Bugs that introduce undefined behaviour are the *hardest* to debug, because they mean that later code (or, in some exciting examples, [earlier code](https://devblogs.microsoft.com/oldnewthing/20140627-00/?p=633)) is all depending on properties that are not true and so can do absolutely anything.
Trapping on these things, rather than corrupting state, is a *huge* improvement to the debugging experience.

If you're writing correct code, you probably won't notice the difference between CHERI and non-CHERI systems.
If you're writing buggy code (which, let's face it, we all do, at least some of the time), CHERI lets you catch errors sooner.

We've heard from several of the companies that prototyped on [Morello](https://www.morello-project.org) that they want to keep their Morello systems for CI for precisely this reason: testing in Morello finds bugs earlier.

The 'shift-left' idea comes from the fact that bugs cost more the later they're found.
If you can avoid bugs at the design time, that's perfect.
If you can avoid them before you ship a product, that's good.
If you can detect them in production and recover, that's okay.
If you don't detect them and they impact customers, that's the worst (just ask CrowdStrike).
Developing for a CHERI target makes it easy to find bugs before you ship them.
It typically costs at least one order of magnitude less to fix them at this point than after deployment.
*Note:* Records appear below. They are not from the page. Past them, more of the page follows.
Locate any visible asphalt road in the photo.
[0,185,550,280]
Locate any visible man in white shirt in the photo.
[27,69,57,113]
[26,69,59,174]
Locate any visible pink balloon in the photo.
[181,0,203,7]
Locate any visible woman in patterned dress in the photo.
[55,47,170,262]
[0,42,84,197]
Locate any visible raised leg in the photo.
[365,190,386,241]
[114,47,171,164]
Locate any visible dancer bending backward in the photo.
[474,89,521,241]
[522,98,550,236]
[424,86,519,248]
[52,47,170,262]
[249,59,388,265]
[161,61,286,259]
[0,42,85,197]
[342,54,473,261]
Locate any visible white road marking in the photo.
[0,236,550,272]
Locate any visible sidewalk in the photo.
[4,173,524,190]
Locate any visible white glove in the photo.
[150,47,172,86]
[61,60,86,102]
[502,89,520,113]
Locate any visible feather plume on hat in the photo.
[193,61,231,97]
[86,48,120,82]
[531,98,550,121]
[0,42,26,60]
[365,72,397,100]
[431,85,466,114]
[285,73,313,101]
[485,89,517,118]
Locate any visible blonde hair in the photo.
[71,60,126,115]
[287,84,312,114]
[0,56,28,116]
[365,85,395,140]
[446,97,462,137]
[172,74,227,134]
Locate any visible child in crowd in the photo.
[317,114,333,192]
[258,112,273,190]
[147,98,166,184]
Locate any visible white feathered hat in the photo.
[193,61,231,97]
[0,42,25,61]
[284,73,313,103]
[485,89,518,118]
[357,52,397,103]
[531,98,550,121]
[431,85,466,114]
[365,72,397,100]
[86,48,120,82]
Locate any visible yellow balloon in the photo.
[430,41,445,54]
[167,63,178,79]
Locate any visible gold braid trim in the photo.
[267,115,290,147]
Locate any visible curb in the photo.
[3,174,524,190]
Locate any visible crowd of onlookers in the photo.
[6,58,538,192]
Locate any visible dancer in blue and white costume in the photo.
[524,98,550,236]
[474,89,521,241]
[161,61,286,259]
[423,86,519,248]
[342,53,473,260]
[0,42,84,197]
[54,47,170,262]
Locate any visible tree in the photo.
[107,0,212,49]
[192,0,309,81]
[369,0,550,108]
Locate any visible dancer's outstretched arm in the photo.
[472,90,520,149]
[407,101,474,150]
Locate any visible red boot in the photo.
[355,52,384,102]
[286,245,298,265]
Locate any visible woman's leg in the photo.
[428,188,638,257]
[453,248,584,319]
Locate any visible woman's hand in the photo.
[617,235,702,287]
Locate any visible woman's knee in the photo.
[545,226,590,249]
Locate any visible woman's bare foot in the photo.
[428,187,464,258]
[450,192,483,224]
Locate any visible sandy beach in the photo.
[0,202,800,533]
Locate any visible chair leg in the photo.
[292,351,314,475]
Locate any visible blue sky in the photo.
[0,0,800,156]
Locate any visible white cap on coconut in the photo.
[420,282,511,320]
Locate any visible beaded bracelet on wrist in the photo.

The 'shift-left' benefits for CHERIoT don't end at catching bugs early.
If you compartmentalise your software, failures in production can become *recoverable* failures in production.
For example, the CHERIoT network stack now [restarts the compartment that contains the FreeRTOS TCP/IP stack if it crashes](https://github.com/CHERIoT-Platform/network-stack/pull/27).
From the perspective of the rest of the system, all connections drop (something that you have to handle anyway because networks are unreliable) and need to be reconnected.

All of this makes developing and shipping products cheaper on CHERI systems than on conventional hardware.